The following medical problems can result in low blood pressure:

  • Pregnancy: Blood vessels quickly enlarge due to pregnancy-related changes. The changes might lower blood pressure. Low blood pressure is typical early in pregnancy (the first 24 weeks), and low blood pressure is typical. After giving delivery, blood pressure typically recovers to pre-pregnancy levels.
  • Conditions of the heart and heart valves: Low blood pressure can be brought on by a heart attack, heart failure, heart valve dysfunction, and an abnormally slow heartbeat (bradycardia).
  • Illnesses relating to hormones (endocrine disorders): Blood pressure can fall with conditions that affect the parathyroid or adrenal glands, such as Addison’s disease. In addition, hypoglycemia, diabetes, and other conditions can drop blood pressure.
  • Dehydration: The body’s blood volume reduces when there is insufficient water. Blood pressure may decline as a result of this. Dehydration is a risk factor for fever, vomiting, severe diarrhoea, usage of diuretics, and vigorous activity.
  • Loss of blood: Blood volume is reduced when there is significant blood loss, such as through an accident or internal bleeding, and this causes a sharp reduction in blood pressure.
  • A serious infection (septicemia): Septic shock is a life-threatening reduction in blood pressure that can occur when an infection in the body enters the circulation.
  • Severe allergic response (anaphylaxis): A significant decline in blood pressure is one of the signs of a severe allergic response.
  • Nutritional deficiency in the diet: Low iron, folate and vitamin B-12 levels can prevent the body from generating enough red blood cells, which can cause anaemia and lower blood pressure.

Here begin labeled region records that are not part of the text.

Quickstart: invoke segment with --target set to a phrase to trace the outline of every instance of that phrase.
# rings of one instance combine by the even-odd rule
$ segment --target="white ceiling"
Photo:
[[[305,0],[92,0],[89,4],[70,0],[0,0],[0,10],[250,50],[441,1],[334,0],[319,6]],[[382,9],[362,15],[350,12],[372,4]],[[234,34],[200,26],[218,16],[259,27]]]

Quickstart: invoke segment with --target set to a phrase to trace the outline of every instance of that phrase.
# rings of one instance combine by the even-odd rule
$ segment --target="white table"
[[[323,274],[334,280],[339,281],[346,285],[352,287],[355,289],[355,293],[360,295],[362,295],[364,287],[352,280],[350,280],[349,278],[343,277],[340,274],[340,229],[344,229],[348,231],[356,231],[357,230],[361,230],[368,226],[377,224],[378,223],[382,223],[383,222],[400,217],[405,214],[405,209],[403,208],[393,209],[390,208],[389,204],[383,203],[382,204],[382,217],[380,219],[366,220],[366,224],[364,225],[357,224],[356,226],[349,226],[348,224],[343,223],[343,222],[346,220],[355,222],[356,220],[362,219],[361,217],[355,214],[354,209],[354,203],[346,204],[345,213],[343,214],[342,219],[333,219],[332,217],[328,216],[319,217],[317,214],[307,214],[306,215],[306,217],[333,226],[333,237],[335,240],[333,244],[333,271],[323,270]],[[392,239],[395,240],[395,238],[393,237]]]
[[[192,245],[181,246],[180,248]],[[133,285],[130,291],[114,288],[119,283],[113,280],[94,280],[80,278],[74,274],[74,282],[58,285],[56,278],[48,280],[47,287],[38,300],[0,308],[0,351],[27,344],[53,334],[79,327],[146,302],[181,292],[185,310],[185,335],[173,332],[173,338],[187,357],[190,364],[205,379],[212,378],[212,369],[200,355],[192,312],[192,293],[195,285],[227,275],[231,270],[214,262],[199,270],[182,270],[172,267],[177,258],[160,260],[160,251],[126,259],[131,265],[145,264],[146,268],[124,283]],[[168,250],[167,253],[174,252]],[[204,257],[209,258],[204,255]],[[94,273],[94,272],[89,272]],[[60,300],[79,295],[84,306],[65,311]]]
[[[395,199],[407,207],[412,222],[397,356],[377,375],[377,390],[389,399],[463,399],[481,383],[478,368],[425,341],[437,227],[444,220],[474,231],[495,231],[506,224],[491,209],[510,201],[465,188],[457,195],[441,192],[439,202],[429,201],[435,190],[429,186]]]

Natural & Home Remedies for Hypotension

Most people cannot recognise that they have low blood pressure. However, you can try these home treatments if your common blood pressure symptoms can be controlled at home:

  • Increase your salt intake
  • Drink more water
  • Sit cross-legged
  • Tulsi Leaves
  • Almond Milk
  • Drink beetroot and carrot juice
  • Increase vitamin intake
  • Coffee

People also ask

1. What does a BP of 80/60 mean?

The range for your optimum blood pressure is 90/60 mmHg to 120/80 mmHg. You get low blood pressure or hypotension if it falls too low. A shortage of blood and oxygen to your important organs might cause you to fall into shock.

2. What does low blood pressure feel like?

A vision that is blurry or losing clarity is one of the signs of low blood pressure (hypotension). Other signs are feeling lightheaded or dizzy, or fainting.

3. Why do you get low blood pressure?

Low blood pressure can be brought on by a heart attack, heart failure, heart valve dysfunction, and an abnormally slow heartbeat (bradycardia). Illnesses relating to hormones (endocrine disorders). Blood pressure can fall with conditions that affect the parathyroid or adrenal glands, such as Addison’s disease.

4. How can low BP be cured?

Up your water intake. Fluids assist cure hypotension because they raise blood volume and keep people from becoming dehydrated. Put on compression socks.

5. Can low blood pressure cause a stroke?

Your heart may try to compensate for low blood pressure by beating quicker or harder. Unfortunately, that can eventually result in cardiac failure and possibly irreversible heart damage. Also, clots can develop and cause issues like deep vein thrombosis and stroke because blood isn’t flowing as it should.

Disclaimer: We recommend consulting a Doctor before taking any action based on the above shared information.